War-weary and poverty-stricken, south Sudanese long for peace
By Bogonko Bosire
RUMBEK, Sudan, Oct 3 (AFP) — After 20 years of civil war, Rouk Mabel, an elderly farmer in the southern Sudanese town of Rumbek, would be happy to make do with a single meal a day as long as the fighting stops for good.
“I will never complain that I eat once a day, as long as I don’t hide in bunkers again and as long am not regarded as scum of the earth,” Mabel told AFP in Rumbek, a dusty outpost 900 kilometres (560 miles) south of Khartoum.
Like most people in the south, she was delighted about the transitional security agreement signed on September 4 in Kenya between the Khartoum government and the southern rebel movement, the Sudan People Liberation Army (SPLA).
Under the deal, both sides will intergrate some of their armies and the government will reduce the number of its force from southern positions when a final peace accord is signed to end a devastating war that has ravaged the country since 1983.
Speaking through an interpreter, Mabel, a placid woman who lost a son in the war, said the presence of government troops in the south was a source of constant fear.
“When I heard that the government had agreed to withdraw most of its army from our land, I considered it the most pleasant news ever,” said Mabel.
John Palwal, a 50-year-old retired SPLA fighter, also longs for peace.
“I have spent the better part of my adult life fighting for freedom. Most of us were born into poverty and brought up in squalid conditions. But that does not count, at least not for now,” he said.
“I may look frail as a result of insufficient nutrition, but all I need now is peace for the sake of posterity,” said Palwal.
In maize and sorghum fields around Rumbek, women rake up the ground with sticks in search of edible tubers, hoping that the progress made towards peace will give them a chance to harvest their crops and that bombs will not force them to abandon them as they mature.
Most people living near Rumbek, SPLA’s main garrison and an operations base for many humanitarian agencies, expressed cautious optimism that tranquility brought by the rebel take-over of the dusty town in 1997 will last.
“Since 1997, there has been peace here, everybody expects that it lasts,” said Mabor, a resident of the town. He said that many Rumbek residents can remeber at least one relative killed in the war.

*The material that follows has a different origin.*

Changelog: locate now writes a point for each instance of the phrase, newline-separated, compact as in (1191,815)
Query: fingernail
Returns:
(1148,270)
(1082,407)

“For sure the war has taken a toll on the workforce that used to till the land,” said, who insisited on using only his first name.
An aid worker, who who spoke on condition of anonymity, said the people of southern Sudan had become inured to suffering as a result of war, famine, disease and poverty. They bore their hardship with considerable stoicism, he added.
“These people usually complain of marginalisation by the northern government, but none says a word about deaths and suffering caused by war and famine, it’s a unique trait,” the aid worker pointed out.
“There are a few schools, but very few (people) can afford to pay to learn, ” he added.
UN aid agencies and other humanitarian organisations work out of Rumbek in a bid to alleviate the people’s many problems.
Rumbek has an airstrip, but most other infrastructure is non-existent.
Sudan’s civil war erupted in 1983 when the SPLA took up arms to end domination of the mainly Christian and animist south by the Muslim north. It has since killed more than 1.5 million people and displaced four million others.
Under an agreement reached last year, Khartoum and the rebels decided on a six-year transitional period for the south at the end of which the southern Sudanese would vote for unity with the north or secession.
Talks will continue on the last sticking points of power-sharing and oil resources, as well as disputed regions.